According to an occupational health (OH) expert, while the experience pool is widening, (physiotherapists, vocational rehab consultants and occupational therapists will be included), there were not enough to meet the government's deadline.

Earlier this month COVER's sister title WSB revealed the expected operational guidelines for the service, although the Department for Work and Pensions has yet to officially unveil it. 

The back to work service was originally proposed in the Black-Frost sickness absence review in 2011 and was intended to be launched in October 2014. The service was proposed with the intention of providing a return to work plan for employees who had been off work through ill health for more than four weeks.

However, it now appears likely to be a staged roll-out beginning in October 2014.

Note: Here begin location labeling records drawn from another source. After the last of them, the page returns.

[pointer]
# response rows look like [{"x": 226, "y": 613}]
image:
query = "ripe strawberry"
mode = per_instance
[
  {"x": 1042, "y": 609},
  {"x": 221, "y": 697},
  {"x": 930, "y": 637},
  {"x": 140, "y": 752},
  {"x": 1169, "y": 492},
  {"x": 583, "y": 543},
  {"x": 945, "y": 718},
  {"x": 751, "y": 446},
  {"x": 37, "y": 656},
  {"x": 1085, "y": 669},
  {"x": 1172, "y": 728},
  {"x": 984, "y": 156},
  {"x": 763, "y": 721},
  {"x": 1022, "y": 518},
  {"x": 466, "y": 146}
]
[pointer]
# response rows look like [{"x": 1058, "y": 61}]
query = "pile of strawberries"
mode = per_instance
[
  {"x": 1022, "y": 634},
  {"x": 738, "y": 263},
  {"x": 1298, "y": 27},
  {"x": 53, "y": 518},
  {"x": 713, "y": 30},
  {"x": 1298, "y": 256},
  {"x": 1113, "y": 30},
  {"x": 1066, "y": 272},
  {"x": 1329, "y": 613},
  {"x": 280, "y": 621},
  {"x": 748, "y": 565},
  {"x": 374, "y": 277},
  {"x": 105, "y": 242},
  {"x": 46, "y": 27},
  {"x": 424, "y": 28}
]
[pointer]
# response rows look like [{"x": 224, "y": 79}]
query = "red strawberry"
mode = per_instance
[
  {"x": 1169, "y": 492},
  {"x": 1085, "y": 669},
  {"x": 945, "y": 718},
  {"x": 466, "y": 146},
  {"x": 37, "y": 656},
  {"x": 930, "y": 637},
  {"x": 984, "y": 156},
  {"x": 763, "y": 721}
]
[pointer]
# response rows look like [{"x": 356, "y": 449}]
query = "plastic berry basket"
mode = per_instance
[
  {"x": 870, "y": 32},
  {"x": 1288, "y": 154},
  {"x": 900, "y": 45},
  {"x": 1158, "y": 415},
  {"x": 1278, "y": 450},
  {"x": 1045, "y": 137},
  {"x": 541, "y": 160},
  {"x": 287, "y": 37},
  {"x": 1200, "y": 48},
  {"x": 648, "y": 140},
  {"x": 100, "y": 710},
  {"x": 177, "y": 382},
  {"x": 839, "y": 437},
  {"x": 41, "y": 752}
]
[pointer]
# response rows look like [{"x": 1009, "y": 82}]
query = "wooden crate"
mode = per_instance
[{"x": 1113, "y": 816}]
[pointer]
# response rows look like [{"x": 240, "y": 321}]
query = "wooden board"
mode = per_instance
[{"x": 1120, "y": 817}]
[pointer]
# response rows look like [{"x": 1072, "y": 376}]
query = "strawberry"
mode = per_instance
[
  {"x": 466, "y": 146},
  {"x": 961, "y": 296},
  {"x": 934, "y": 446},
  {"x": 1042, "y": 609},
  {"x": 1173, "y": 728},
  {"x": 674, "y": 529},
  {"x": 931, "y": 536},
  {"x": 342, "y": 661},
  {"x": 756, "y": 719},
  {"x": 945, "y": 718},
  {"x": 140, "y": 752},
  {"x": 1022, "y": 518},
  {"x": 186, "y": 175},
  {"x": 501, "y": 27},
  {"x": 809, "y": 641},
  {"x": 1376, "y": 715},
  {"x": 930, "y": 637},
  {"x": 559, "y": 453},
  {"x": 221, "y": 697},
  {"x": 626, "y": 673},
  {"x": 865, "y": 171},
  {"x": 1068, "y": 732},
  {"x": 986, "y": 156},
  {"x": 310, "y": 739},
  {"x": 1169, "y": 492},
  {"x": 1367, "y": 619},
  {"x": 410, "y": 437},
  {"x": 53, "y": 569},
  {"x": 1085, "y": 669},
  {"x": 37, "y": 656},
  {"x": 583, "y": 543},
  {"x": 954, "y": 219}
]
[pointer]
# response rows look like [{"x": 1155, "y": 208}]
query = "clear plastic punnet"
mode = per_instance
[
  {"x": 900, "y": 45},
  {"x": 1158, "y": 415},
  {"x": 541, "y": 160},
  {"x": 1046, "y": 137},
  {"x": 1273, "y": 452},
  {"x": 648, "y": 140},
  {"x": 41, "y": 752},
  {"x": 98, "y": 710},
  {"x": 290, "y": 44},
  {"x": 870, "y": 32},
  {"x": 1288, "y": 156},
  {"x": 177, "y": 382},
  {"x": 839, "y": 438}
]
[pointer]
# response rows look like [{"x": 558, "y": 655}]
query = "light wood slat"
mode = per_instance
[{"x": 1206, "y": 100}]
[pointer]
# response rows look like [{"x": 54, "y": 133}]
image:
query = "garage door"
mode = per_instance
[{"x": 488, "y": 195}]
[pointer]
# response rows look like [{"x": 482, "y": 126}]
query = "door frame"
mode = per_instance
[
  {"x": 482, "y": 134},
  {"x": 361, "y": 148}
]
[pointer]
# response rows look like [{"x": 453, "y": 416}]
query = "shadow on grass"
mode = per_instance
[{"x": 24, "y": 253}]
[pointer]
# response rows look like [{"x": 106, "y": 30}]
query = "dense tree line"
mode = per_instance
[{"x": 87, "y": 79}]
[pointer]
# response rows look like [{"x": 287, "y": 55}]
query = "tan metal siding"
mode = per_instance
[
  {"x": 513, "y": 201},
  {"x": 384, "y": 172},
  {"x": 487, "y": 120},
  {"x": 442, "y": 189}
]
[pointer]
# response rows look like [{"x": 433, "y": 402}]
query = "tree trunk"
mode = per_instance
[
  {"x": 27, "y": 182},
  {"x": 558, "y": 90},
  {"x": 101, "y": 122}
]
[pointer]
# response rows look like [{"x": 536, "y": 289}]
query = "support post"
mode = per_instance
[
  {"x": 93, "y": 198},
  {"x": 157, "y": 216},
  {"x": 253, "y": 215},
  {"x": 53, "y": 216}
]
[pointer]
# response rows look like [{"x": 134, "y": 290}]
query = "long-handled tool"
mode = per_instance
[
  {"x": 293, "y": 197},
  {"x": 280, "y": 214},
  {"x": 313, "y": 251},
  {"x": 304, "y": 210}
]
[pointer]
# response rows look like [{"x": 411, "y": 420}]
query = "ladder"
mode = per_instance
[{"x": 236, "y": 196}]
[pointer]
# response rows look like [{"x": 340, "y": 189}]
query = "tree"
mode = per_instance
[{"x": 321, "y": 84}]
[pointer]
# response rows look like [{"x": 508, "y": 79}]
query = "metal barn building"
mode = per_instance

Speaking at a Westminster Employment Forum titled Health and wellbeing at work - the future for sickness absence policy, Split Dimension director and independent OH adviser Lindsey Hall raised issue with the announcement that the majority of assessments will be conducted over the telephone.

"When you are talking to someone over the phone about their health, that's fine, until you try and relate it to something. The moment you try and relate it to capability in the workplace you need to know what that workplace looks like," he said.

"You need the information so you can advise HR managers about capability to do those things. If you don't have that level of knowledge and you don't have a good clinical background then any report and any advice that you provide is likely to be templated rubbish."

Explaining that the "world of occupational health could be very different in a few years time", Hall said that the new service was not about "proper occupational health". He added that OH included a whole raft of things other than just absence management, such as workplace design and health surveillance, which were not part of the service and probably were not designed to be.

In terms of who will be providing the service, Hall warned that it should not be contracted out to one single, big provider and said that there was a danger it could leave a large number of people in the occupational health industry unemployed.

"I don't think one big provider will have the capability to employ enough people and do the job itself. It's just too big. If it does, it will take a huge number of people out of a profession and that will have a massive impact as well. I think any big national service will be dumbed down and crumble under its own weight to the bureaucracy of scale," Hall said.

"Far better in my view to let the GPs and clinical commissioning groups have a chunk of the money and the ability to go and engage with local providers, big or small. That way the occupational health services will grow, the occupational health business will grow and will continue to innovate and that will lead to much better occupational health engagement for all of us."